丸紅「Sustainable Food Days」に潜入 社食で広めるサステナブル・シーフード

丸紅「Sustainable Food Days」に潜入 社食で広めるサステナブル・シーフード

商社大手・丸紅株式会社(以下:丸紅)の東京本社の社員食堂で、2023年7月24日から28日まで「Sustainable Food Days」が開催されました。

社員食堂は、多くの社員が利用するため、例えばパナソニック株式会社を筆頭に、サステナブル・シーフードや水産資源の現状を伝えるタッチポイントとして普及してきました。

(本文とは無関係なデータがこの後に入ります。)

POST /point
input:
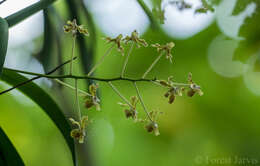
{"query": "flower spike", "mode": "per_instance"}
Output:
(135, 38)
(167, 48)
(79, 132)
(93, 100)
(117, 41)
(72, 27)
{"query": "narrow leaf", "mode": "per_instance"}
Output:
(8, 154)
(47, 104)
(3, 42)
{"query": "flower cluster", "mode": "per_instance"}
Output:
(72, 27)
(92, 99)
(118, 41)
(135, 38)
(79, 132)
(131, 112)
(152, 125)
(175, 89)
(167, 48)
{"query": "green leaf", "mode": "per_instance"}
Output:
(47, 104)
(86, 47)
(3, 42)
(28, 11)
(45, 55)
(8, 154)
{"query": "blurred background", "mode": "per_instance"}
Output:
(221, 49)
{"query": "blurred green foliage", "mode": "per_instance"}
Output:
(221, 124)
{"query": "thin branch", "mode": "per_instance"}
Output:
(152, 65)
(83, 77)
(2, 1)
(126, 60)
(77, 99)
(35, 78)
(119, 94)
(173, 83)
(72, 55)
(142, 102)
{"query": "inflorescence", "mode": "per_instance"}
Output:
(150, 121)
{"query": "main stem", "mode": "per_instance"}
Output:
(82, 77)
(77, 99)
(126, 60)
(142, 102)
(101, 60)
(72, 54)
(152, 65)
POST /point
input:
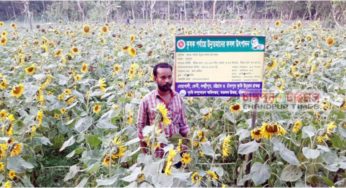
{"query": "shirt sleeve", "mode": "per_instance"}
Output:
(183, 126)
(141, 123)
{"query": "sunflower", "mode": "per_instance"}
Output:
(2, 166)
(116, 68)
(322, 138)
(96, 108)
(280, 84)
(39, 117)
(256, 133)
(330, 41)
(186, 158)
(74, 50)
(331, 127)
(271, 65)
(308, 38)
(102, 84)
(12, 175)
(132, 38)
(104, 29)
(84, 68)
(201, 136)
(16, 149)
(161, 108)
(212, 175)
(132, 51)
(277, 23)
(196, 178)
(3, 114)
(107, 161)
(17, 90)
(270, 129)
(3, 84)
(58, 53)
(86, 28)
(120, 148)
(8, 184)
(297, 126)
(235, 108)
(30, 70)
(226, 146)
(129, 118)
(3, 41)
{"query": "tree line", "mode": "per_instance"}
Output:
(333, 12)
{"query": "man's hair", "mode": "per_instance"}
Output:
(161, 65)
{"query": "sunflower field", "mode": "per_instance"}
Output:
(69, 96)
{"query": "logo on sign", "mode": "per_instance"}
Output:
(181, 44)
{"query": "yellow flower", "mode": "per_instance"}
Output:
(116, 68)
(13, 25)
(84, 68)
(235, 108)
(74, 50)
(271, 65)
(104, 29)
(96, 108)
(16, 149)
(132, 38)
(330, 41)
(63, 110)
(331, 127)
(3, 41)
(186, 159)
(102, 84)
(322, 138)
(277, 23)
(226, 146)
(39, 117)
(8, 184)
(107, 161)
(164, 113)
(129, 118)
(308, 38)
(3, 84)
(17, 90)
(201, 136)
(270, 129)
(256, 134)
(132, 51)
(77, 77)
(3, 114)
(58, 53)
(120, 148)
(30, 70)
(280, 84)
(212, 175)
(86, 28)
(297, 126)
(196, 178)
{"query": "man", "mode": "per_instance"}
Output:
(174, 104)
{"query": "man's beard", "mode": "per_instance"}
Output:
(165, 87)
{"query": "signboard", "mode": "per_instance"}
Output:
(218, 65)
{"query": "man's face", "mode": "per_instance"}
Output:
(164, 79)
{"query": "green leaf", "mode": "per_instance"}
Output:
(291, 173)
(83, 124)
(328, 181)
(248, 148)
(93, 141)
(259, 173)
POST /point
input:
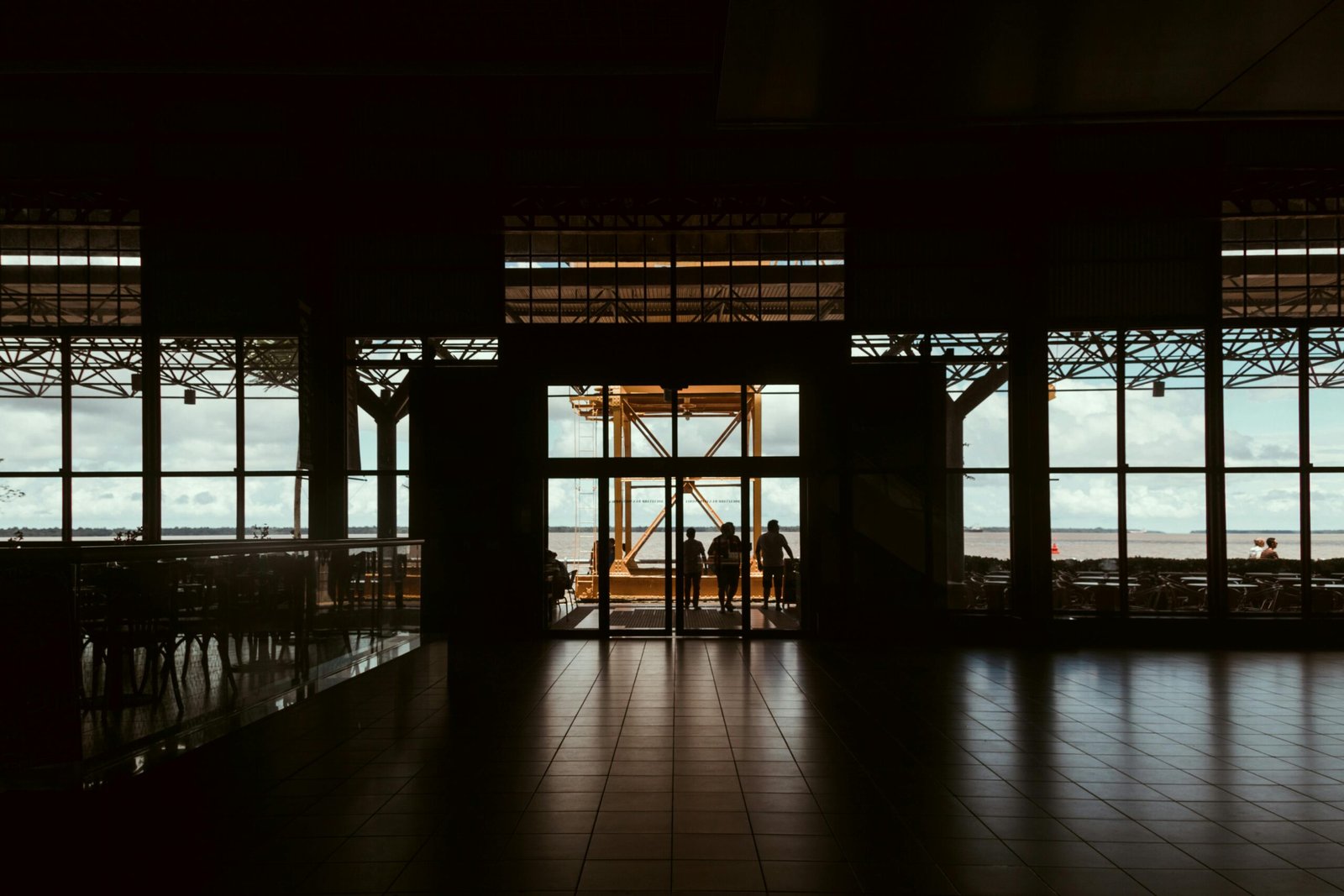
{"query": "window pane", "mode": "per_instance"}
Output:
(272, 438)
(1327, 542)
(199, 506)
(270, 506)
(709, 421)
(571, 515)
(30, 405)
(362, 506)
(199, 436)
(1327, 396)
(104, 506)
(272, 398)
(1167, 543)
(575, 421)
(642, 526)
(642, 421)
(1164, 399)
(105, 434)
(707, 503)
(30, 506)
(1082, 405)
(1260, 396)
(979, 553)
(779, 500)
(1084, 516)
(198, 403)
(779, 421)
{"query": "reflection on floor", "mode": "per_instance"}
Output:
(262, 671)
(769, 766)
(654, 616)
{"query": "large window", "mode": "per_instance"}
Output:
(1128, 483)
(659, 268)
(69, 266)
(228, 416)
(378, 422)
(1283, 258)
(974, 372)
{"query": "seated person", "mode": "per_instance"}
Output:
(557, 575)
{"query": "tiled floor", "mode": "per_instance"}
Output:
(780, 768)
(652, 616)
(262, 678)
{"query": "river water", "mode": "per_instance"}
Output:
(1081, 546)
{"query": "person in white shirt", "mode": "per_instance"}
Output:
(770, 548)
(694, 558)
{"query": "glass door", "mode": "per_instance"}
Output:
(712, 569)
(640, 544)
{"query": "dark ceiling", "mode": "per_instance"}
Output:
(757, 62)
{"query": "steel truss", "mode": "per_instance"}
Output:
(31, 365)
(709, 262)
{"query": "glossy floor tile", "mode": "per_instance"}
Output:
(721, 766)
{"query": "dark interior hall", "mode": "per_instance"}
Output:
(380, 385)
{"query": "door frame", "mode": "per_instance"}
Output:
(674, 472)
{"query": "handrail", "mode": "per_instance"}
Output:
(167, 550)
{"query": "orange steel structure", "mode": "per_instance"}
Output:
(631, 407)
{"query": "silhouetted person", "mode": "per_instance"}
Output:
(770, 548)
(557, 575)
(726, 559)
(694, 560)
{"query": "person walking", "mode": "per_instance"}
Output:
(694, 560)
(726, 559)
(769, 553)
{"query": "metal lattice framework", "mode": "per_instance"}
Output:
(1159, 355)
(967, 356)
(1254, 355)
(1326, 358)
(382, 363)
(30, 365)
(69, 261)
(104, 367)
(1284, 257)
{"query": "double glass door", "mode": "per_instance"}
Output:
(644, 484)
(691, 553)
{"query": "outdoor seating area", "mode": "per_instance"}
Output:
(651, 616)
(1184, 591)
(168, 638)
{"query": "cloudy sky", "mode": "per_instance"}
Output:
(105, 438)
(1162, 432)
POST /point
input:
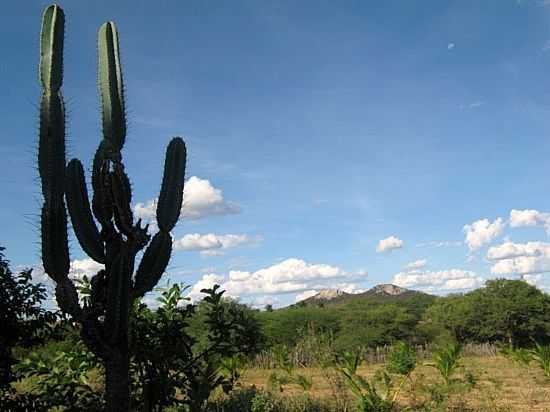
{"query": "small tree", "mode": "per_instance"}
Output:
(21, 315)
(167, 352)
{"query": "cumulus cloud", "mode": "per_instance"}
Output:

このイベントにはどのようなねらいがあったのか、また、どのような効果があったのでしょうか? 当日の模様とともにお伝えします。

利用者は1日1,600人! 社食で社員へのサステナビリティへの理解を一気に促進

丸紅では、水産物以外にも様々な環境に配慮した製品を輸入しています。例えば、日本で輸入されるコーヒーの3分の1を取り扱っており、生産地の教育支援や労働環境の整備などに20年以上前から取り組んでいます。

しかし、自社のサステナブルな製品やサステナビリティに対する取り組みを社員が知る機会はあまり多くありません。そこで、複数の部署が「食」という切り口で横断的に協力し、サステナブルな食品・容器や取り組みに対する社員の認知度やサステナビリティに対する意識向上を目的に「Sustainable Food Days」が開催されています。2021年度から半年に一度のペースで行われており、イベントのメディア露出による製品のマーケティングも見込まれています。

丸紅の東京本社の社員食堂は1日に約1,600人もの社員が利用し、イベントの限定メニューは1つのランチメニューにつき1日に約200食が提供されました。開催期間中は社員食堂入口に、サステナブル・シーフードに関するパネルを展示したり、社内のエレベーター内でも動画を流したり、とイベントが社員の目に止まるような工夫がなされていました。パネルでは水産資源の現状や、サステナブル・シーフードについての説明があり、シーフードレガシー企画営業部の高橋諒も協力しました。

 

左:イベント期間中は食堂入口に水産資源の現状やサステナブル・シーフードについての説明パネルを設置。右:食堂内の画面でも動画でイベントをアピール。

 

新たな寿司ネタに!? ASC認証取得のバラマンディ

初日と2日目は、ASC認証を取得した「バラマンディの海鮮丼〜胡麻漬けと生〜」が提供されました。バラマンディ(和名:ミナミアカメ)は熱帯域に生息するアカメ科の魚で、気候変動への耐性が強い大型養殖魚として注目されています。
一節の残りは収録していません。